C’è che ancora arrossisco se ti penso.
C’è che ancora arrossisco se si accenna a te. C’è che, in un normale pomeriggio di cazzeggio, pranzi alle 16, nuovi tagli di capelli e urletti degni di Psyco, in un attacco di stupidera coinquilinesca, basta anche solo una piccola – talmente piccola che ho già dimenticato a cosa si riferisse- allusione e le mie guance diventano subito scarlatte. Non ne vedo il colore ma sento il calore che le scalda. E vedo la faccia di chi mi è di fronte, mentre mi fa notare il mio repentino cambio di colorito.

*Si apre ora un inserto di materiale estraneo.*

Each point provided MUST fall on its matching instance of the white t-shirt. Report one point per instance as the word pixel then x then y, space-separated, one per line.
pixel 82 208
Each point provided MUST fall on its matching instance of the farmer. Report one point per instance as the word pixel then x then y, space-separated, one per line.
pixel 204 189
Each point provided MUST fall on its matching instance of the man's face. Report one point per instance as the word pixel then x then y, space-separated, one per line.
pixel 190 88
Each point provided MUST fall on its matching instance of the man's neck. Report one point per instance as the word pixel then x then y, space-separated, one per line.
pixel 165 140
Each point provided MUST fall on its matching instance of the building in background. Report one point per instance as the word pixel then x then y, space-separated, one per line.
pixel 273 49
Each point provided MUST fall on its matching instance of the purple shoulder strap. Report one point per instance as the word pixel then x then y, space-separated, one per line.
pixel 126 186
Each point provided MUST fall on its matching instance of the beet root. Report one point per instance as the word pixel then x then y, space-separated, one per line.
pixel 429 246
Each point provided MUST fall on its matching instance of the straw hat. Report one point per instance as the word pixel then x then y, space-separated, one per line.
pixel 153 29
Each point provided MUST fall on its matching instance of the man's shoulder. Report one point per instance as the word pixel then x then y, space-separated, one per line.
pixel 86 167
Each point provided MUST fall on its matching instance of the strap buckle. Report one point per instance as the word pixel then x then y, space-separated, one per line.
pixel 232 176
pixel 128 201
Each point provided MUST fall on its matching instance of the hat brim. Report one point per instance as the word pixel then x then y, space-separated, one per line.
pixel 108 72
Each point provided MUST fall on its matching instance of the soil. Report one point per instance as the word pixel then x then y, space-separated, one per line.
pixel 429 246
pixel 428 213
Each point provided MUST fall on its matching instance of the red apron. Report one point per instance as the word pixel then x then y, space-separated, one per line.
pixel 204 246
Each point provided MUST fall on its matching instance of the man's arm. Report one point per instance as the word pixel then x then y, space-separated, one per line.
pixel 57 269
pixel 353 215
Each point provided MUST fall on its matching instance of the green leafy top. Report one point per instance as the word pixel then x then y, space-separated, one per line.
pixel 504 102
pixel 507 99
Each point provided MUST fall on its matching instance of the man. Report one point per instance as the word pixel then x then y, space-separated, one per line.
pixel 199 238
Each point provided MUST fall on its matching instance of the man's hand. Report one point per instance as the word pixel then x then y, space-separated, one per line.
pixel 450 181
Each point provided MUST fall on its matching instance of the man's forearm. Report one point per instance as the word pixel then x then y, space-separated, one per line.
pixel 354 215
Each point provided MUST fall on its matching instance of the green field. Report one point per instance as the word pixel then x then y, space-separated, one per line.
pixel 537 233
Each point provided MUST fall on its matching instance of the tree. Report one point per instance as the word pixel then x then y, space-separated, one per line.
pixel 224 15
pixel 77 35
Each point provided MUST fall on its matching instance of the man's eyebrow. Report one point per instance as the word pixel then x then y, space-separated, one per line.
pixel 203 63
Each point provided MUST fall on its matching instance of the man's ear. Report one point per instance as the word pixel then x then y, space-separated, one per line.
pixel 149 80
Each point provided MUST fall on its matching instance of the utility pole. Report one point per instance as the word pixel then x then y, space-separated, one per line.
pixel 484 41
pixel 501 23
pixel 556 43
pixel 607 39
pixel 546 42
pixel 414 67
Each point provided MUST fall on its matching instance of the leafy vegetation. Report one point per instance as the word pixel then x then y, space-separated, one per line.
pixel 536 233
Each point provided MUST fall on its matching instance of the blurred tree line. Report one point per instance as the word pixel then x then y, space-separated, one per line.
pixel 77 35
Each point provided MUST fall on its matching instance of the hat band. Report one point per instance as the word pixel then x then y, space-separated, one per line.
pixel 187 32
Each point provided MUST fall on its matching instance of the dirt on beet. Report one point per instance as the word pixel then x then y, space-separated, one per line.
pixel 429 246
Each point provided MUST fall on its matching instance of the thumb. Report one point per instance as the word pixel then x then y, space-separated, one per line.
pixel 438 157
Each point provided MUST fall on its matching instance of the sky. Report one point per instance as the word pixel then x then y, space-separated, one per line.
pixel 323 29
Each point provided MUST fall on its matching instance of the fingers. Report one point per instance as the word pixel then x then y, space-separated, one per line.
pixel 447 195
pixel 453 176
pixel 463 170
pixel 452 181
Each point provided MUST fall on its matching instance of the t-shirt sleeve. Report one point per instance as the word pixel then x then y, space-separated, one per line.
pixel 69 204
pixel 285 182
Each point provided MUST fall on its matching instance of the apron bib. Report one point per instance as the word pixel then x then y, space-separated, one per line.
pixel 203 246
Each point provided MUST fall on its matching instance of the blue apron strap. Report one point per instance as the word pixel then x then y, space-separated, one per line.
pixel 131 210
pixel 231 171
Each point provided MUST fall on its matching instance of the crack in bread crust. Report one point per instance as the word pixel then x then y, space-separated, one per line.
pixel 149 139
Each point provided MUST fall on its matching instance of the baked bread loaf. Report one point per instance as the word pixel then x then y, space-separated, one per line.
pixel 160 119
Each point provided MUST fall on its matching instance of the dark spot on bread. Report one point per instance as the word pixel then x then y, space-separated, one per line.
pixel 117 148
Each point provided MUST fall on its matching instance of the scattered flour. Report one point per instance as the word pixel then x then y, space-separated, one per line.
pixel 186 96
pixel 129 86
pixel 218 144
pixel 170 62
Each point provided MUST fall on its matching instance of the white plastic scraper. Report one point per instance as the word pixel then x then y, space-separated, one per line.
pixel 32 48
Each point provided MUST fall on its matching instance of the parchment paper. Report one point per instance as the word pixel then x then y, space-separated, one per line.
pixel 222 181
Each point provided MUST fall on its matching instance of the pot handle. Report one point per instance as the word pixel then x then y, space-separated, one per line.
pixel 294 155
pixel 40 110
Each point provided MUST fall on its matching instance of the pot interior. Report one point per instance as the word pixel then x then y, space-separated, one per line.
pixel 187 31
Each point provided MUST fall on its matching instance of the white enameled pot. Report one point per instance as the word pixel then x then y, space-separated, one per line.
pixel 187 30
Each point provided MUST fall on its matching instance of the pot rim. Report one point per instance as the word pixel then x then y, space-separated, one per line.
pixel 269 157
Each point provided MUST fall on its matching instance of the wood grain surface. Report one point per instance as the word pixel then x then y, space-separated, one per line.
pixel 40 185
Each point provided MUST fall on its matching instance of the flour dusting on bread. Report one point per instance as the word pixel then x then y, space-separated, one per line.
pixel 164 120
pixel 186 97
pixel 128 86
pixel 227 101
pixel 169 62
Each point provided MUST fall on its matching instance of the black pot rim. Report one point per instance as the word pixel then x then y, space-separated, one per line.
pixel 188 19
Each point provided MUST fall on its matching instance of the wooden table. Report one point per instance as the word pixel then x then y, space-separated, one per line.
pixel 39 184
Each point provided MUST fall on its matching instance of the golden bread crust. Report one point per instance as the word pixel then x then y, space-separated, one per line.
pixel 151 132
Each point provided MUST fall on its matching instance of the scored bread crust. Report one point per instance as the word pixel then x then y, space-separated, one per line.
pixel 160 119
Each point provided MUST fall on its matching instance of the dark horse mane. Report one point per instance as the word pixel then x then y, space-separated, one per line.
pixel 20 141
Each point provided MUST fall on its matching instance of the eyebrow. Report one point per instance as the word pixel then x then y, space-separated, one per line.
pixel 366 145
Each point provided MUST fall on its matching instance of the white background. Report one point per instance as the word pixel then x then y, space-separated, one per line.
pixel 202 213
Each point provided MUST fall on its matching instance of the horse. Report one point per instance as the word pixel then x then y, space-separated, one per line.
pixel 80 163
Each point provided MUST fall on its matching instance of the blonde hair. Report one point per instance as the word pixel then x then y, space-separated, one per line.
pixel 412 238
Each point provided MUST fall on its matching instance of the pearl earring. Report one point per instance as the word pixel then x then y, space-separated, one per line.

Non è stata la prima volta, no. Solo che ora vorrei smettere di farlo, perché è inutile e non ha senso. Sarebbe tutto più semplice se ci fosse un interruttore on/off all’altezza dello stomaco – perché è lì che sei *ancora* posizionato – da poter pigiare per farti diventare di nuovo uno qualunque.
Prima o poi smetto di arrossire se ti penso. Nel frattempo, combatto lo scarlatto ricoprendo quelle guance così irrazionali a colpi di spugnetta e fondotinta. Camuffare l’esterno per arrivare ad azzittire l’interno, sino al momento in cui le guance – almeno loro – non ti ricorderanno più.